Die Schwedin Susanna Andersson (Sopran) zwitscherte ihre unglaublichen Töne bereits in Salzburg, Kismara Pessatti orgelt ihre Altpartie erstmals. Fels in der Brandung der Aufführung ist Alejo Pérez, wie sie aus Brasilien stammend. Sein Köln-Debüt gab er mit „Jakob Lenz“. Er hält die Aufführung mit den im Saal verstreuten Gruppen des Gürzenich-Orchesters vital und sicher zusammen. Das dient der Musik Rihms vor allem.
Zu ihr am Schluss der Rezension. Wahrscheinlich werden diese Zeilen dem Werk nicht gerecht.
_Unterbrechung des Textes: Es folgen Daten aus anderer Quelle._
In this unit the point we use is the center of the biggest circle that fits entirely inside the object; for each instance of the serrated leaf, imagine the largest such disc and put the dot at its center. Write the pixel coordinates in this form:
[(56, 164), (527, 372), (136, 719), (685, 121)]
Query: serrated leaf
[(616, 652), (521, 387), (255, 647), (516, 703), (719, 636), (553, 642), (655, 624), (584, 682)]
Aber von einigen farbdramaturgischen Momenten (zwei Violinen für schmerzdurchzogene Soli, atmosphärische Trommelwirbel u.a.) abgesehen, wirkt sie für das Empfinden des zeichnenden Kritikers vor allem geräuschhaft, enervierend geräuschhaft sogar, steigert sich immer wieder in Fortissimo-Explosionen hinauf, beruhigt sich nur selten zu emotional wirklich überzeugenden Passagen. Der Rezensent steht vermutlich alleine auf weiter Flur, aber verleugnen möchte er sich nicht.